Table 1. Summary of Amino Acid Residue Interactions Between DLG Peptides and Kelch

Domain

[00235] As is apparent from the results set for the in Table 1, SEQ ID NO: 218 (MDLIDILWRQDIDLGVSREVFDFS) and SEQ ID NO: 2 (RQDIDLGVSRR) had the highest total binding interactions with the Kelch domain of the Keapl protein. In addition, SEQ ID NO: 2 (RQDIDLGVSRR) also has a net cationic charge, indicating that SEQ ID NO: 2 (RQDIDLGVSRR) may provide the most suitable combination of binding affinity, cell penetrating potential, and solubility amongst the peptides tested.

EXAMPLE 9

[00236] This example shows the binding specificity between the Kelch domain and the following seven peptides: SEQ ID NO: 220 (ILWRQDIDLGVSR), SEQ ID NO: 219 (ILWRQDIDLGVSRR), SEQ ID NO: 222 (LWRQDIDLGVSR), SEQ ID NO: 221 (LWRQDIDLGVSRR), SEQ ID NO: 1 (RQDIDLGVSR), SEQ ID NO: 2 (RQDIDLGVSRR), and SEQ ID NO: 218 (MDLIDILWRQDIDLGVSREVFDFS). [00237] Binding specificity calculations and modeling were performed using Alphafold- multimer 2.1.1 for peptides SEQ ID NO: 220 (ILWRQDIDLGVSR), SEQ ID NO: 219 (ILWRQDIDLGVSRR), SEQ ID NO: 222 (LWRQDIDLGVSR), SEQ ID NO: 221 (LWRQDIDLGVSRR), SEQ ID NO: 1 (RQDIDLGVSR), SEQ ID NO: 2 (RQDIDLGVSRR), and SEQ ID NO: 218 (MDLIDILWRQDIDLGVSREVFDFS), and the results are set forth in FIG. 17.

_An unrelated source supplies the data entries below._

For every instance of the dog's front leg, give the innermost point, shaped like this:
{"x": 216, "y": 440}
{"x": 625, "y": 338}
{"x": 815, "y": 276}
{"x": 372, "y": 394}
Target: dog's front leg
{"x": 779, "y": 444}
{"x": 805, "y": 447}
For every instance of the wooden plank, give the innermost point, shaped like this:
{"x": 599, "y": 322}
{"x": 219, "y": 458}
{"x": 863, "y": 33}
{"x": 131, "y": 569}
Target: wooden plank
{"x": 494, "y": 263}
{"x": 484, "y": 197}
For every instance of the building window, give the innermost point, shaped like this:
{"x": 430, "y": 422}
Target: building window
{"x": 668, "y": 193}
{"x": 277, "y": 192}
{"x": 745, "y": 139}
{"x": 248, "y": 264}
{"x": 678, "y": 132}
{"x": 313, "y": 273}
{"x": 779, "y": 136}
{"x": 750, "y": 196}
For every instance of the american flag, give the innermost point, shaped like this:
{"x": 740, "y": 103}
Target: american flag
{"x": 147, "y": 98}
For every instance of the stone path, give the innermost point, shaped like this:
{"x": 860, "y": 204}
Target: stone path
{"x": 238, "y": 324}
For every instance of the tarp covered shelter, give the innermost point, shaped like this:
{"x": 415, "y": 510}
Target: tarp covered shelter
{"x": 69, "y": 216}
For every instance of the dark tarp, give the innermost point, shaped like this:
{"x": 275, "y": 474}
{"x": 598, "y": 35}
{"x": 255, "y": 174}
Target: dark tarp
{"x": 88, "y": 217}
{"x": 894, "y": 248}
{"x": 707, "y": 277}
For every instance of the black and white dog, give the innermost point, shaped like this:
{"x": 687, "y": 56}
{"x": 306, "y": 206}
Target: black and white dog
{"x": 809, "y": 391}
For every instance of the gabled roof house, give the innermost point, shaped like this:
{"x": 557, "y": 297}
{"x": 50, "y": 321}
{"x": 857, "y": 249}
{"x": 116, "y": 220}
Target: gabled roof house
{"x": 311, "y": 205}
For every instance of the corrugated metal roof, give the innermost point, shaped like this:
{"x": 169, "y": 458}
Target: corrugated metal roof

[00238] As shown in the top row in FIG. 17, Alphafold-multimer provides the top five predicted structures (Ranks 1-5) for the peptides when complexed with the experimental structure of SEQ ID NO: 218 (MDLIDILWRQDIDLGVSREVFDFS), which are aligned using the backbone atoms of the Kelch domain only. Also included are the model confidence scores (1 > DockQ > 0) for the five predicted structures where a higher score (e.g., Rank 1) stands for a higher confidence. As evidenced by FIG. 17, the five predicted structures are well preserved for peptides SEQ ID NO: 220 (ILWRQDIDLGVSR), SEQ ID NO: 1 (RQDIDLGVSR), SEQ ID NO: 2 (RQDIDLGVSRR), and SEQ ID NO: 218 (MDLIDILWRQDIDLGVSREVFDFS), suggesting their specific binding feature with the Kelch domain. However, the five predicted structures for peptides SEQ ID NO: 219 (ILWRQDIDLGVSRR), SEQ ID NO: 222 (LWRQDIDLGVSR), and SEQ ID NO: 221 (LWRQDIDLGVSRR) are random with low DockQ scores indicating that the binding of SEQ ID NO: 219 (ILWRQDIDLGVSRR), SEQ ID NO: 222 (LWRQDIDLGVSR), and SEQ ID NO: 221 (LWRQDIDLGVSRR) with the Kelch domain is less stable.

[00239] The bottom row of FIG. 17 shows the five predicted structures (backbone only) for each peptide, superimposed with the experimental structure of SEQ ID NO: 218 (MDLIDILWRQDIDLGVSREVFDFS), which binds the Kelch domain.

[00240] These results show that the Kelch-peptide binding structures are highly preserved for SEQ ID NO: 220 (ILWRQDIDLGVSR), SEQ ID NO: 1 (RQDIDLGVSR), and SEQ ID NO: 2 (RQDIDLGVSRR), evidencing the specific binding feature of these three Kelch-peptide complexes. When considering the peptide interactions with Keapl along with cell penetrating potential these simulations also validate the conclusions shown in Example 8 wherein SEQ ID NO: 2 (RQDIDLGVSRR), may provide the most suitable combination of binding affinity, cell penetrating potential, and solubility amongst the peptides tested. EXAMPLE 10

[00241] This example provides an exemplary synthesis of a polynorbornene dicarboxyimide- based brush polymer comprising the peptide SEQ ID NO: 2 (RQDIDLGVSRR), as depicted in FIG. 18 A.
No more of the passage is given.